Even in my own medical practice in the pediatric ICU at Comer Children’s Hospital, I am witnessing first-hand the devastation this novel COVID-19 virus has been unleashed. Social distancing is all we can offer right now, and cancelling camp, like closing schools, is a form of mandatory social distancing.
But are we simply trading the well-being of adults for the well-being of our children?
As a pediatrician, a former OSRUI summer camper, and parent of two OSRUI summer campers, my medical and parental opinion is that the overall benefits of summer camp, particularly overnight camp, may outweigh the immediate risks of COVID-19 to our children and families.
The medical data are increasingly clear that for unknown reasons, children (on the whole) are being spared serious illness as a result of COVID-19 infections. Otherwise healthy kids at camp are unlikely to have any significant risk to one another as a result of COVID-19 related infections.
These data are clear and compelling. However, children often act as a reservoir for infectious diseases, which is why schools across the US are closed, and this reservoir poses a risk to the adults in the community.
Keeping children away from one another is not a strategy to protect the children per se, but rather, to protect the adults who come in contact with those children.
Given the virulence of COVID-19, it is almost certain that the overwhelming majority of the US population will at some point contract COVID-19 related illness. And although 80% of those affected will recover without incident, there is a significant risk to the other 20%.
At the same time, the immediate risk of adults contracting COVID-19 infections must be balanced against the long-term mental health risks of keeping children in indefinite quarantine, and the added angst imposed on our children from the uncertainty surrounding cessation of basic childhood routines such as attending school daily.
In addition to providing an opportunity for kids to return to a normal state of being, summer camps allow children to maintain normal psychosocial development by acclimating to a new group of peers, making new friends, learning how to ask for help from others, and taking new manageable risks without the safety net of parental supervision.
Camp affords kids an opportunity to dress down, stop wearing makeup, unplug from electronic screens, get dirty, and explore new interests, all while making new friends. Combined, these experiences can lead to highly desirable life-skills, including effective coping, mindfulness, environmental awareness, peer-to-peer negotiation, and resiliency.

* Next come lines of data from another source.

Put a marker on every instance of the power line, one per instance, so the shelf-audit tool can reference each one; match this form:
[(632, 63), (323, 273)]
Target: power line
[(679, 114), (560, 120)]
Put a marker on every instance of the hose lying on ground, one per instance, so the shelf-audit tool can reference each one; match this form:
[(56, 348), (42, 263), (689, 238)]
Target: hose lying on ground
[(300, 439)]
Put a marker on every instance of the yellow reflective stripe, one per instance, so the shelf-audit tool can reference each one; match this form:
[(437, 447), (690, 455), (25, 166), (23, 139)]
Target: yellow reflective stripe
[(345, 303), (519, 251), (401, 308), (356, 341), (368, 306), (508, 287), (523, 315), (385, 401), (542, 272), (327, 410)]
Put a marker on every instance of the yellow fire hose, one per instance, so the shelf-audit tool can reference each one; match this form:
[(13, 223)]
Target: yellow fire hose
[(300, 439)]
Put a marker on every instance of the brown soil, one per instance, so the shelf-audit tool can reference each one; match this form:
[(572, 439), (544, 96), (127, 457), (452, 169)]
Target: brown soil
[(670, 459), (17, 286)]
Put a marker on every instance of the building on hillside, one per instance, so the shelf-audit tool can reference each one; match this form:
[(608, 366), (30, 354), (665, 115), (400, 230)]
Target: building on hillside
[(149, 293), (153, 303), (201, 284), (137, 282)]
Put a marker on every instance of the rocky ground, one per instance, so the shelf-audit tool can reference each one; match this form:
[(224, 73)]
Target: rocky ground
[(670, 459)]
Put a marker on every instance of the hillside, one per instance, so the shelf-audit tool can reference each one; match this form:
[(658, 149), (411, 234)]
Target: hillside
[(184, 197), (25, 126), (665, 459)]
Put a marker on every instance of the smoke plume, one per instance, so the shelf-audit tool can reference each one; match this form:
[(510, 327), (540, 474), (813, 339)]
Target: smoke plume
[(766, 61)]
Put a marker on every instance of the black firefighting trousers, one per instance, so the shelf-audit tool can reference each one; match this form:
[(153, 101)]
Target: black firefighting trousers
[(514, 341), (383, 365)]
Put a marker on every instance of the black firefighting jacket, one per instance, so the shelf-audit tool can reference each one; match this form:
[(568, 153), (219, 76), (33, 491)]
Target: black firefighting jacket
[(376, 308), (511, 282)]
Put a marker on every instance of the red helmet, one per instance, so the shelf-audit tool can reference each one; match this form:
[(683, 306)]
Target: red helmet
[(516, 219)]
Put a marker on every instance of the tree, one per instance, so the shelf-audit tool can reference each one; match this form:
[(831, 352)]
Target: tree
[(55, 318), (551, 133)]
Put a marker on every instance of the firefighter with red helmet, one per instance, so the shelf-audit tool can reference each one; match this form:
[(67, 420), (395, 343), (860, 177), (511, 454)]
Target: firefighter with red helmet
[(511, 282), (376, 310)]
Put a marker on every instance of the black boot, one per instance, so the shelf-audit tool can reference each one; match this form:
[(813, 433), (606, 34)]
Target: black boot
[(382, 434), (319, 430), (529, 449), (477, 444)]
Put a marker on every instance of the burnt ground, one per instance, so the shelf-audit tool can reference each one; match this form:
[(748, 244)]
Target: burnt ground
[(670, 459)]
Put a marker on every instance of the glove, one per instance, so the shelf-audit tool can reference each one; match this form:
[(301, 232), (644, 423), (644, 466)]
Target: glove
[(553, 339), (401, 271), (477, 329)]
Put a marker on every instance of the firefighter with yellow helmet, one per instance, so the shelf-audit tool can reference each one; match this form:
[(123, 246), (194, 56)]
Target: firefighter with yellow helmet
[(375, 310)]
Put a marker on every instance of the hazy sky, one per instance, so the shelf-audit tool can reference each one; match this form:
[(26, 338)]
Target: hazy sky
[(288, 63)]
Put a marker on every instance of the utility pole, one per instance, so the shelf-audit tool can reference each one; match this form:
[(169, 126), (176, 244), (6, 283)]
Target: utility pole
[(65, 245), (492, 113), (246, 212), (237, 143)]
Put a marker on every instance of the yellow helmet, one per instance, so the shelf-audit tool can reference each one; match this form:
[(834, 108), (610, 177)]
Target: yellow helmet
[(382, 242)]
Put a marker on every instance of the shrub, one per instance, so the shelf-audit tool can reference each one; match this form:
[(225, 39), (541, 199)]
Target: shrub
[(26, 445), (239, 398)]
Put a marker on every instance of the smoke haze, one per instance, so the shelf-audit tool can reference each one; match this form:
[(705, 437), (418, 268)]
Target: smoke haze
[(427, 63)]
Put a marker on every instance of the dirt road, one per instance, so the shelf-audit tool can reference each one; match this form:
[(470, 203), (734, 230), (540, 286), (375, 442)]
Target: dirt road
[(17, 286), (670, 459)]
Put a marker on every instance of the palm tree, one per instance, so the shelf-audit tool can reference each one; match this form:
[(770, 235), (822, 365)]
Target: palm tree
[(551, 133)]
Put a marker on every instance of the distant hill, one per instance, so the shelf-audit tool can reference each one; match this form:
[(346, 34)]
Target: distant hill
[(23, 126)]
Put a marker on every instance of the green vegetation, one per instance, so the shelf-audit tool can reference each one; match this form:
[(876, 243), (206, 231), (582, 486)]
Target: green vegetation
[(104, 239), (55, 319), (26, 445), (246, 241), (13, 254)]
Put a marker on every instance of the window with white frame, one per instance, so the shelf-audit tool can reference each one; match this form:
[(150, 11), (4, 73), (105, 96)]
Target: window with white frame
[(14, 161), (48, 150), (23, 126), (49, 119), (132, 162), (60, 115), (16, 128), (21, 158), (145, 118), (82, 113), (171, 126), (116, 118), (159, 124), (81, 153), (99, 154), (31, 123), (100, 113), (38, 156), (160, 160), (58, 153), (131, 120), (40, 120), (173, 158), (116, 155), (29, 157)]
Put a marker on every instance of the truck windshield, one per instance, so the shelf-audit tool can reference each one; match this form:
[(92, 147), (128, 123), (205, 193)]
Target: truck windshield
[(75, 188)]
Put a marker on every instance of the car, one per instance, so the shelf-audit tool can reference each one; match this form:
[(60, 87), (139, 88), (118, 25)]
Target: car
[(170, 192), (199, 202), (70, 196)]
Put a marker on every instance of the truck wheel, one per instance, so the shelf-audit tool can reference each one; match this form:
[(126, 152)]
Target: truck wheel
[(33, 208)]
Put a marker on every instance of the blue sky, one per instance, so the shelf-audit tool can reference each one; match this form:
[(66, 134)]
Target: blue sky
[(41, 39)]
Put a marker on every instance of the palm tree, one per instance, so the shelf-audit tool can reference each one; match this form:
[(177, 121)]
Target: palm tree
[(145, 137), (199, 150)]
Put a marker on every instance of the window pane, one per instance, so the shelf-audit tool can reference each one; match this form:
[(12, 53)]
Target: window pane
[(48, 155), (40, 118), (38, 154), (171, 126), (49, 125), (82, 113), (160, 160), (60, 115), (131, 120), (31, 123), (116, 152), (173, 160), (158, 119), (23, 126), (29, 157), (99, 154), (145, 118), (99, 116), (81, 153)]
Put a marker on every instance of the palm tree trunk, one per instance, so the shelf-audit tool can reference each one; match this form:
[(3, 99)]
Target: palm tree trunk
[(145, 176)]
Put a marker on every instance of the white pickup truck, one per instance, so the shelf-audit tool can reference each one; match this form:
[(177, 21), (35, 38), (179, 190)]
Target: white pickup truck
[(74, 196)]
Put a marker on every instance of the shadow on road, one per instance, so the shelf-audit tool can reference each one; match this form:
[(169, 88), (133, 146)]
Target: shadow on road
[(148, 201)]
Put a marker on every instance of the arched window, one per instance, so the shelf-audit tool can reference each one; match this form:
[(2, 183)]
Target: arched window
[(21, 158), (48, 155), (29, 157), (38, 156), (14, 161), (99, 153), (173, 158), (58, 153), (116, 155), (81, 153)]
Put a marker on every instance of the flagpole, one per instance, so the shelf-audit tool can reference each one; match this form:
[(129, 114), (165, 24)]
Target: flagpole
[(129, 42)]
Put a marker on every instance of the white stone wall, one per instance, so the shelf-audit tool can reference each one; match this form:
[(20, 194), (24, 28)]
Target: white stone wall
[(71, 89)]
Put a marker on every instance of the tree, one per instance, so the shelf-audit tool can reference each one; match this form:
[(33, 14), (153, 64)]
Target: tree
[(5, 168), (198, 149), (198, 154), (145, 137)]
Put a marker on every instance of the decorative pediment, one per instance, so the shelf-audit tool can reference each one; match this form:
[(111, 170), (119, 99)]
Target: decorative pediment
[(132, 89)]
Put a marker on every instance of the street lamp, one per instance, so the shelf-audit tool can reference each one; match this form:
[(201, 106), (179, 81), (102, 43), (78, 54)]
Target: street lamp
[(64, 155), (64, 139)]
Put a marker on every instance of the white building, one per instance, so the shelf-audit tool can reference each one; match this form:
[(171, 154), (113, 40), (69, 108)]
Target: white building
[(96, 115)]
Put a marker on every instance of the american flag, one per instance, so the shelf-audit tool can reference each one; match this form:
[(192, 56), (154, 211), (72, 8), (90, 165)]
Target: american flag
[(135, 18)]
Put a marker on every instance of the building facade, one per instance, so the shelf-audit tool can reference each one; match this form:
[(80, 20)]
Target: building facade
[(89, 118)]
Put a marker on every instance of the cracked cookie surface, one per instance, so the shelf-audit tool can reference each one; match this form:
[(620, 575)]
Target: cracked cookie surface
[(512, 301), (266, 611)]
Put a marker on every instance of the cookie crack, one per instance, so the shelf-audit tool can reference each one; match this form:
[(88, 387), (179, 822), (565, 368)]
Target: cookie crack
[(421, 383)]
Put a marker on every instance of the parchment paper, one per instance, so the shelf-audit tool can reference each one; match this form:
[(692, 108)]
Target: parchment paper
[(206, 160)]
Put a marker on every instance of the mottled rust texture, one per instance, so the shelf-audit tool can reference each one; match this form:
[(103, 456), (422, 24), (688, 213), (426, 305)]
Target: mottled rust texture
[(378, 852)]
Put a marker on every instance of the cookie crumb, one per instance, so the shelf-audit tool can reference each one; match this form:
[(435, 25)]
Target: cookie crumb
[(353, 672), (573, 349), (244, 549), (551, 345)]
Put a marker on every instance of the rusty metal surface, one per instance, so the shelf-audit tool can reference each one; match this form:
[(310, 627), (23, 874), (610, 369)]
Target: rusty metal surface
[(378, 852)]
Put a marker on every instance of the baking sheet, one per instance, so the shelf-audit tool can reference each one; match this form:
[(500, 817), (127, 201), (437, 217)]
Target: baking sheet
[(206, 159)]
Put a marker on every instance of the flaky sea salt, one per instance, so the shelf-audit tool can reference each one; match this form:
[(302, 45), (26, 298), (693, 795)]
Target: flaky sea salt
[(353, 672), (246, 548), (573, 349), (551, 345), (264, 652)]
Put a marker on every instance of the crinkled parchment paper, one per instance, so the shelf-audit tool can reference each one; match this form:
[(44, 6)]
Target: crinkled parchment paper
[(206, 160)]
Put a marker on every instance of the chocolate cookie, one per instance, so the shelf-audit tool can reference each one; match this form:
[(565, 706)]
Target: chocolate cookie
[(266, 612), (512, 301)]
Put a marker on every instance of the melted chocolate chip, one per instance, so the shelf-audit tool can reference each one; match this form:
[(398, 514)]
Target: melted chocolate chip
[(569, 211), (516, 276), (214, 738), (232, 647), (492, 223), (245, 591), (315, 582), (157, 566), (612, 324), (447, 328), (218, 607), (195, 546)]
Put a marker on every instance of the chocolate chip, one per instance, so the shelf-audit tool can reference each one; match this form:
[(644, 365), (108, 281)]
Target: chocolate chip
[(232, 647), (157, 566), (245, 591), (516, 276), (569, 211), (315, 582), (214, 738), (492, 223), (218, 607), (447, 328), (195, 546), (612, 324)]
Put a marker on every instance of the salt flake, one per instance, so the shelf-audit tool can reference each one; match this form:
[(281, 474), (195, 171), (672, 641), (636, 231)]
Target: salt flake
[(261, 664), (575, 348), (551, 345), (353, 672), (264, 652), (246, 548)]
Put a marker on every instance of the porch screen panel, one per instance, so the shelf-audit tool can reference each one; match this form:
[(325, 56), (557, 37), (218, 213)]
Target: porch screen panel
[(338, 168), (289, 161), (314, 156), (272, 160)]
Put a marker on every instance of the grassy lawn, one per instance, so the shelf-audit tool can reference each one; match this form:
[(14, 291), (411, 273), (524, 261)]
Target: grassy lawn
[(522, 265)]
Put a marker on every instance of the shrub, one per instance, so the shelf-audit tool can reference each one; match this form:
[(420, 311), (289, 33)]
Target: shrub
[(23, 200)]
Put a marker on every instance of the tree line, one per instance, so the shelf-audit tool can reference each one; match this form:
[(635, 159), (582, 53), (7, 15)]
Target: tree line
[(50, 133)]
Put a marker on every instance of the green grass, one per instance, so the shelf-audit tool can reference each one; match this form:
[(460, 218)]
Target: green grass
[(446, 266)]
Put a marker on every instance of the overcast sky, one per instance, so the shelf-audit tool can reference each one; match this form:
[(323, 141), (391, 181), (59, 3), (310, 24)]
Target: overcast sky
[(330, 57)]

Skills like social interaction, self-confidence, and healthy living choices all can be learned and solidified at camp. In some cases, camp offers children a new sense of Jewish culture, whether through exploration of the arts, religion, Hebrew language, or even an opportunity to discover an inner talent or social group with common interests. Kids emerge from camp with enthusiasm, higher self-esteem and a sense of belonging and inclusion.
No doubt, the lifelong impact a positive camp experience can have on a child is immeasurable, and Jewish-based camps are uniquely positioned to provide kids an opportunity to develop their Jewish identity in a peer community not otherwise available to them at other times during the year.
And the modeling data from The Institute for Health Metrics and Evaluation, an independent global health research center at the University of Washington, strongly suggest that by the time summer comes, the worst of this first round of COVID will be well behind us.
Jewish summer camp can be the gateway back to normalcy for our children as the immediate issues of the COVID-19 pandemic start to wane over time. Maybe these young campers will return to our communities, congregations, and schools with resilience to face new challenges, and help us adults manage our own anxiety about the uncertainty of our “new normal.”
Jewish summer camps declaring themselves “open for the summer” may give our children and our entire community something to look forward to — a moment of certainty in an otherwise uncertain world.
Jason M. Kane is a parent, physician, and an associate professor of pediatrics at the University of Chicago’s Comer Children’s Hospital.